Luiz Gustavo Vilela é jornalista formado pela PUC-Minas, especialista em Comunicação e Cultura pela UTFPR, mestre e doutorando em Comunicação e Linguagens pela UTP. Entre 2011 e 2015 foi crítico de cinema no Portal POP.

5 de comentáriosDeixe um comentário

  • O filme tem vários problemas realmente mas eu até que me diverti assistindo ele. Tirando o discursinho final e a cena do cemitério até que gostei do filme.

  • Oi Luiz.

    Bem bacana sua crítica. Fomos ao cinema sábado, e confesso que tinha muita expectativa com relação ao filme (tenho que parar de fazer isso) por causa do diretor.

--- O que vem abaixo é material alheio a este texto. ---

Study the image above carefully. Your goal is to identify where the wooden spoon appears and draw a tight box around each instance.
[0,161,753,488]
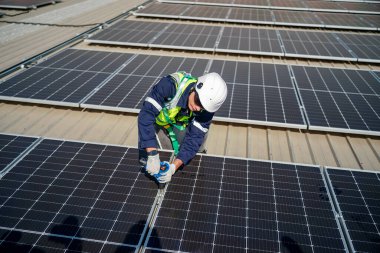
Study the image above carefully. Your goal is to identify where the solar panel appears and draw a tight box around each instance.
[338,34,380,63]
[291,66,380,135]
[81,55,208,112]
[87,20,221,51]
[0,49,131,107]
[272,10,324,27]
[0,139,171,252]
[0,0,61,9]
[159,0,380,14]
[145,155,346,252]
[279,30,357,61]
[134,2,380,31]
[87,20,170,46]
[87,20,380,62]
[215,27,284,56]
[0,134,37,175]
[316,12,380,30]
[326,168,380,252]
[209,60,305,128]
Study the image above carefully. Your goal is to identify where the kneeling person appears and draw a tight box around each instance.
[138,72,227,183]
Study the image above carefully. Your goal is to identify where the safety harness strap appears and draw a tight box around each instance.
[164,125,179,156]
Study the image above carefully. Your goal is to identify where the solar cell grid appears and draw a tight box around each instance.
[326,168,380,252]
[272,10,323,26]
[338,34,380,62]
[0,0,61,9]
[0,134,37,174]
[215,27,284,56]
[0,139,170,252]
[90,20,170,46]
[135,1,380,30]
[151,24,221,51]
[0,49,131,107]
[209,60,303,127]
[160,0,380,14]
[82,55,208,111]
[279,30,356,61]
[291,66,380,135]
[183,5,229,20]
[145,156,345,252]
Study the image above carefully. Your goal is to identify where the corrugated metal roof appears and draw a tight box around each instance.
[0,0,380,174]
[0,103,380,170]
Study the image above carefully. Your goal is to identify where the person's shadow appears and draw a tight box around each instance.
[114,220,161,253]
[0,231,45,253]
[49,216,82,252]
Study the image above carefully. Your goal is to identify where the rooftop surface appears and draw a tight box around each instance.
[0,0,380,252]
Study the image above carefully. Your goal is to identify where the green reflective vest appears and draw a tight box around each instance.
[156,71,197,130]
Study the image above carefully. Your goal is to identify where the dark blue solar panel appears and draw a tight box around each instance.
[0,49,131,106]
[327,168,380,252]
[0,139,170,252]
[0,134,37,174]
[146,156,345,252]
[291,66,380,135]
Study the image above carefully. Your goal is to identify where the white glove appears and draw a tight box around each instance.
[146,154,160,176]
[158,163,175,184]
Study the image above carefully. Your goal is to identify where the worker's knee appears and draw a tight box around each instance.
[139,149,148,166]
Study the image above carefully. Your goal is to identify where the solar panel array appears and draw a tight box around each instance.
[326,168,380,252]
[0,0,61,9]
[134,2,380,31]
[209,60,305,128]
[158,0,380,14]
[0,134,37,178]
[0,50,132,107]
[86,20,380,62]
[145,156,345,252]
[0,49,380,135]
[0,137,171,253]
[292,66,380,133]
[12,134,380,253]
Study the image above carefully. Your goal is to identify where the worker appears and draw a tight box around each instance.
[138,72,227,183]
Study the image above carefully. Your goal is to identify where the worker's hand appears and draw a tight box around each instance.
[146,154,160,176]
[157,162,176,184]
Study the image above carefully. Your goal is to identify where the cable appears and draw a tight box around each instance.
[0,20,102,27]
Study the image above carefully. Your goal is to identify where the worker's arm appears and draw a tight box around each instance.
[138,76,176,152]
[174,111,214,165]
[158,112,213,183]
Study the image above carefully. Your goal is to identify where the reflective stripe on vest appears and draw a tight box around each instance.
[156,72,197,130]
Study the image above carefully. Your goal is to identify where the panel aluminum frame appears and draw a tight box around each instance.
[0,0,62,10]
[323,166,378,252]
[0,96,80,108]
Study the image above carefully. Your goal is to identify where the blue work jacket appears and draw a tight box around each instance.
[138,76,214,164]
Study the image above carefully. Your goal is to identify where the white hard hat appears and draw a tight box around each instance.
[195,73,227,112]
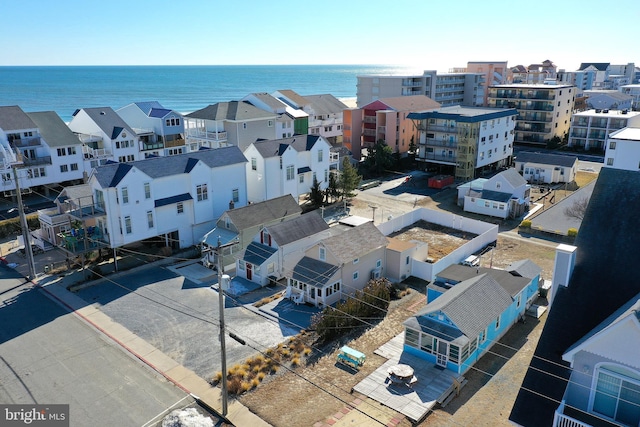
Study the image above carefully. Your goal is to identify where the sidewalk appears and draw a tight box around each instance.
[34,266,269,427]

    Mas, ai que decepção. É um emaranhado de cliches da fotografia ao roteiro, que aliás pede muita suspensão de descrença. O terceiro ato é de se contorcer na poltrona. (O que é a menina no cemitério? Wtf?)

    Enfim… vou rever Billy Elliot pra restaurar minha fé no Daldry.

    • Obrigado Carol.

      Eu perdi a fé no Daldry em O Leitor. Acho tanto o livro quanto o filme terríveis. O Tão Forte, Tão Perto ainda se salva por pontos, mas não é nada espetacular.

      Ainda tinha alguma esperança nesse por conta do roteiro do Richard Curtis. Uma pena que não vai pra frente. E pior: nem pra ter uma cena de diálogo bacana entre o Selton e o Wagner, né?

      Melhor rever Billy Elliot e As Horas mesmo.